Manchester City’s Rodrigo celebrates after scoring his side’s first goal during the Champions League final between Manchester City and Inter Milan at the Ataturk Olympic Stadium in Istanbul, Turkey, Saturday, June 10, 2023. (AP Photo/Emrah Gurel)
It took 68 years and 68 minutes. But finally, after decades of anonymity and years of heartbreak, on a stage that once seemed unimaginable and more recently elusive, Manchester City conquered Europe.

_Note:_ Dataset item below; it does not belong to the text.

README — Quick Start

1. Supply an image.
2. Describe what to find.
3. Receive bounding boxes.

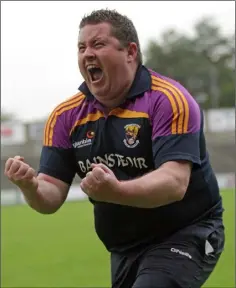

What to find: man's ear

City won its first Champions League, and its first continental crown of any kind, with a 1-0 victory over Inter Milan on Saturday. It labored, agonizingly, for much of the game, just as it had labored, agonizingly, for much of the 20th century. But with midnight near in Istanbul, Rodrigo stepped up to a loose ball at the top of the penalty area, and he, his team, this old English club, and the entire blue half of Manchester all broke through.

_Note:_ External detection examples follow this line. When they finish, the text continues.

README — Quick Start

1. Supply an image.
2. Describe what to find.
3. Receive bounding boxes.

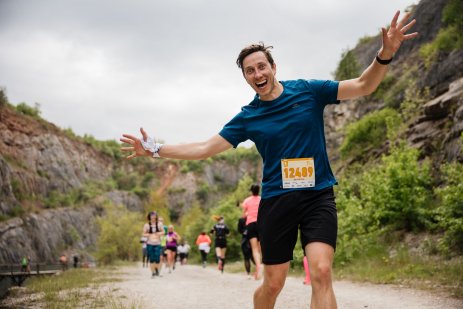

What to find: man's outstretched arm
[120,128,232,160]
[338,11,418,100]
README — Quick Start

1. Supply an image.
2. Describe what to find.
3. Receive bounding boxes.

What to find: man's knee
[264,279,285,297]
[310,263,332,284]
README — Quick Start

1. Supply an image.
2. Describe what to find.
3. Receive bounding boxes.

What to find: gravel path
[110,265,463,309]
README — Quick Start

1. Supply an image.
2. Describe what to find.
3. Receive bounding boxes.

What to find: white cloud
[0,0,413,143]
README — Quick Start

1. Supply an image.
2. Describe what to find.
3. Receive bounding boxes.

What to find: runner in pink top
[242,185,264,280]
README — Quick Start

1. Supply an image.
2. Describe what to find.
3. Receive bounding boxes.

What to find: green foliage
[420,26,463,68]
[0,87,8,107]
[420,0,463,68]
[336,143,432,263]
[339,108,400,158]
[384,65,418,109]
[442,0,463,29]
[360,144,431,231]
[435,163,463,254]
[400,81,431,120]
[371,74,397,100]
[16,102,41,119]
[334,50,360,80]
[96,204,143,264]
[196,182,212,203]
[180,160,205,174]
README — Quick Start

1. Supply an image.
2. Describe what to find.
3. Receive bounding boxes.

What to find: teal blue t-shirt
[219,80,339,199]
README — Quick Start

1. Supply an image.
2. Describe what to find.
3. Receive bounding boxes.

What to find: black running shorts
[257,187,338,265]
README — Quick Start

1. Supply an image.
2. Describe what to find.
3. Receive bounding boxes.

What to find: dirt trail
[110,265,463,309]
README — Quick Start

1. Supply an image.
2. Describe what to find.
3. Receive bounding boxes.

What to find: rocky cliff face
[0,104,256,264]
[325,0,463,169]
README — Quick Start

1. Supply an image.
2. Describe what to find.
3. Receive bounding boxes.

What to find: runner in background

They won the first English treble since Manchester United in 1999, and punctuated their sheikh-fueled rise from mediocrity to the top of global football. For much of its history, City had made do as a second-class citizen in its own city. But then came the takeover, in 2008 by the Abu Dhabi royal family. City, blessed with instant riches, spent lavishly, perhaps illegally, more than any other club in the world — and built the undisputed best team on the planet.

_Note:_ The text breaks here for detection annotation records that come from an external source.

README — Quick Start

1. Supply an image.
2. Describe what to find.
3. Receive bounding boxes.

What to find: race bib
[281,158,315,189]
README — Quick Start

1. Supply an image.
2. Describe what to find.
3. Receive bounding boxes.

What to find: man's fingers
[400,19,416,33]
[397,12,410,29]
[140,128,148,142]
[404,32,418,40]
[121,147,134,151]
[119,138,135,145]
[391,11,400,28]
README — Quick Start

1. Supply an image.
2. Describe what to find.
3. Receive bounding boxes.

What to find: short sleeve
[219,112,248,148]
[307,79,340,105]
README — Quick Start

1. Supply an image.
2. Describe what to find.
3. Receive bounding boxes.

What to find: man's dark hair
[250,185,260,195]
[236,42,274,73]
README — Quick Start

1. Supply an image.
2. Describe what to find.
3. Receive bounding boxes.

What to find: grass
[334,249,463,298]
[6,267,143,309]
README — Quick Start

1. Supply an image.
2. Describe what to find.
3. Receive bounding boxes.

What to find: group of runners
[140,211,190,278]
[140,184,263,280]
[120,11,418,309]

But until Saturday, it had not summited the tallest mountain, the one on which everybody at the club became fixated. It had choked away Champions League semifinals, and lost the 2021 final as a favorite. If it happened again, head coach Pep Guardiola admitted, despite all the success, “something would be missing.”
And for 45 minutes, something was missing. Guardiola was getting out-coached in the spotlight, again. City was sloppy, and perhaps befuddled. Inter Milan — which, since 2009, has spent some $1 billion less than City — shut down all attacking avenues and neutralized the City machine. Kevin De Bruyne tweaked a hamstring and trudged off the field, his heart broken. It was 2021 all over again.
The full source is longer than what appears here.